26 Le recours n’est pas fondé. La demande en nullité est accueillie sur la base des motifs énoncés à l’article 60, paragraphe 1, point a), du RMUE, lu conjointement avec l’article 8, paragraphe 1, point b), du RMUE pour tous les produits et services contestés, sur le fondement de la marque britannique antérieure no
2 652 095 désignant la marque verbale «SKY NET».
Article 60, paragraphe 1, point a), du RMUE, lu conjointement avec 8 (1) (b),
EUTMR
27 Conformément à l’article 8, paragraphe 1, point b), du RMUE, la marque de l’Union européenne est déclarée nulle en raison de son identité ou de sa similitude avec la marque antérieure et, cumulativement, en raison de l’identité ou de la similitude des produits ou des services que les deux marques désignent, il existe un risque de confusion dans l’esprit du public du territoire dans lequel la marque antérieure est protégée.
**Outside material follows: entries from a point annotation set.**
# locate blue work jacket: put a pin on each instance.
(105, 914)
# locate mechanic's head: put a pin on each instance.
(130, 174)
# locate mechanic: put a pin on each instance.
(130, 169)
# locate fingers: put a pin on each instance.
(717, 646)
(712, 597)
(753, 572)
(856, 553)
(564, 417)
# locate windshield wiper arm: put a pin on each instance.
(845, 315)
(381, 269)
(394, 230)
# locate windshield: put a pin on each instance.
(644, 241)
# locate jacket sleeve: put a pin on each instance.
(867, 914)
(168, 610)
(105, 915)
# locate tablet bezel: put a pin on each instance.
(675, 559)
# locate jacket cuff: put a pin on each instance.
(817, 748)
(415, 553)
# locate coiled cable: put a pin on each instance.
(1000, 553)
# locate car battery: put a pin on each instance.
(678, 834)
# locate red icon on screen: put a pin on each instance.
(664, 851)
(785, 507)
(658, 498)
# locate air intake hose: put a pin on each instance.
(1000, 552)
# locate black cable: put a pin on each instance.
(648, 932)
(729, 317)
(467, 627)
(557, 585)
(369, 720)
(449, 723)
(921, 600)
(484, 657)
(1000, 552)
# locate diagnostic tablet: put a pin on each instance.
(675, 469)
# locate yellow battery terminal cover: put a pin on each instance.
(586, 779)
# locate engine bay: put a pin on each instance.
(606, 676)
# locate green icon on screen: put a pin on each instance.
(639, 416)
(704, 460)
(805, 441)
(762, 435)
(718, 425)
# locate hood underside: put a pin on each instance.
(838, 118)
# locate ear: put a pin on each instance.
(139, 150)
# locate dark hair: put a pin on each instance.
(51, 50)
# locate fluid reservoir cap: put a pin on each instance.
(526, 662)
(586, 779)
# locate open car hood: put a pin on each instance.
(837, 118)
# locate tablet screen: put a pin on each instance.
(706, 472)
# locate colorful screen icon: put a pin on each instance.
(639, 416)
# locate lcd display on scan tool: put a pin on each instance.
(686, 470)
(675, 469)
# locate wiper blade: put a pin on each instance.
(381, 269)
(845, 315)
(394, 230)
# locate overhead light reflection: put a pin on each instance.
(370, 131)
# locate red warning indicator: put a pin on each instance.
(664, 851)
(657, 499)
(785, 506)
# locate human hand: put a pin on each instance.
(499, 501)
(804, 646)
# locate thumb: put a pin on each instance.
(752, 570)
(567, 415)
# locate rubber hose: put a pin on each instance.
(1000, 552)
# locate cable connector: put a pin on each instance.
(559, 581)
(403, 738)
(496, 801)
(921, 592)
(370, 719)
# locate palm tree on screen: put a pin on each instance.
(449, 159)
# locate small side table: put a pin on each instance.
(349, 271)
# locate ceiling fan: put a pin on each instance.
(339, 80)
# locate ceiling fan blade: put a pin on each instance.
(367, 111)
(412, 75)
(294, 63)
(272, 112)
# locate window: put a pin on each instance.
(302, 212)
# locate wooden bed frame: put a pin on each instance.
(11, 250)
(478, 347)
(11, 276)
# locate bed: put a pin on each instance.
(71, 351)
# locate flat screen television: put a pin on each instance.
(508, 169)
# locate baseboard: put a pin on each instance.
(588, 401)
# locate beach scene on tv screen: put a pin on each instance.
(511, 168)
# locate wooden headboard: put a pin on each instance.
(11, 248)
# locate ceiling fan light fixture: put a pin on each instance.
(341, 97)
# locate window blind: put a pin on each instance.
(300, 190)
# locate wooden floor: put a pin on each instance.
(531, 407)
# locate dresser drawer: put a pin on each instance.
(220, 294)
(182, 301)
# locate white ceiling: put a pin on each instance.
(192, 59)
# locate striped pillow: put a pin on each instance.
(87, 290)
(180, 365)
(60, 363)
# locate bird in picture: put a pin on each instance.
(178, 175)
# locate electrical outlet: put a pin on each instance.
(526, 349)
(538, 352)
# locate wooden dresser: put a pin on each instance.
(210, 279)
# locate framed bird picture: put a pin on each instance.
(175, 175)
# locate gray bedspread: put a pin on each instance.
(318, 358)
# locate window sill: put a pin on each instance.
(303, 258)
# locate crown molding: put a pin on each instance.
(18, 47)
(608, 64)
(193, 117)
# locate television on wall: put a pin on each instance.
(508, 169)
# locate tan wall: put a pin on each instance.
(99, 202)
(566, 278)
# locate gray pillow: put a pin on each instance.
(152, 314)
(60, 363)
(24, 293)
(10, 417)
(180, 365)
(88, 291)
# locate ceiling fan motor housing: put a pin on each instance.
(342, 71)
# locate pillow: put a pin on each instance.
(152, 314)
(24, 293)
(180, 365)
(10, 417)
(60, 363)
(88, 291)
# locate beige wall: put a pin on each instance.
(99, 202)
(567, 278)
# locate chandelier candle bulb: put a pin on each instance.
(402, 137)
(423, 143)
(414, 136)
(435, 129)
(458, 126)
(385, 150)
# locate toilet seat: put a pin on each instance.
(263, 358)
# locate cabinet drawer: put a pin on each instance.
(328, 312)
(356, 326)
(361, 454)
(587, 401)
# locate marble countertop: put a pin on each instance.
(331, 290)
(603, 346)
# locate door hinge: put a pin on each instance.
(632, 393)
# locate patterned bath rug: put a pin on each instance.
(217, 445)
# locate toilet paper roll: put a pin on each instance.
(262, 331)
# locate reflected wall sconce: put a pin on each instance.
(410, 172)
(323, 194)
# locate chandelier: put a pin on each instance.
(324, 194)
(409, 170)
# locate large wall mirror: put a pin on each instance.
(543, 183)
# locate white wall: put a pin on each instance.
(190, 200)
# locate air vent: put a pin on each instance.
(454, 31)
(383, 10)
28 Dans ce contexte, la chambre de recours examinera d’abord la demande en nullité sur le fondement de la marque britannique antérieure no 2 652 095 désignant la marque verbale «SKY NET». Le demandeur en nullité peut s’appuyer sur un droit antérieur protégé au Royaume-Uni jusqu’à la fin de la période de transition en date du 31 décembre 2020, aux articles 126 et 127 (1) de l’accord sur le retrait du
Royaume-Uni de Grande-Bretagne et d’Irlande du Nord de l’Union européenne et de la Communauté européenne de l’énergie atomique (JO UE L 29 du 31/01/2020, p. 7-187).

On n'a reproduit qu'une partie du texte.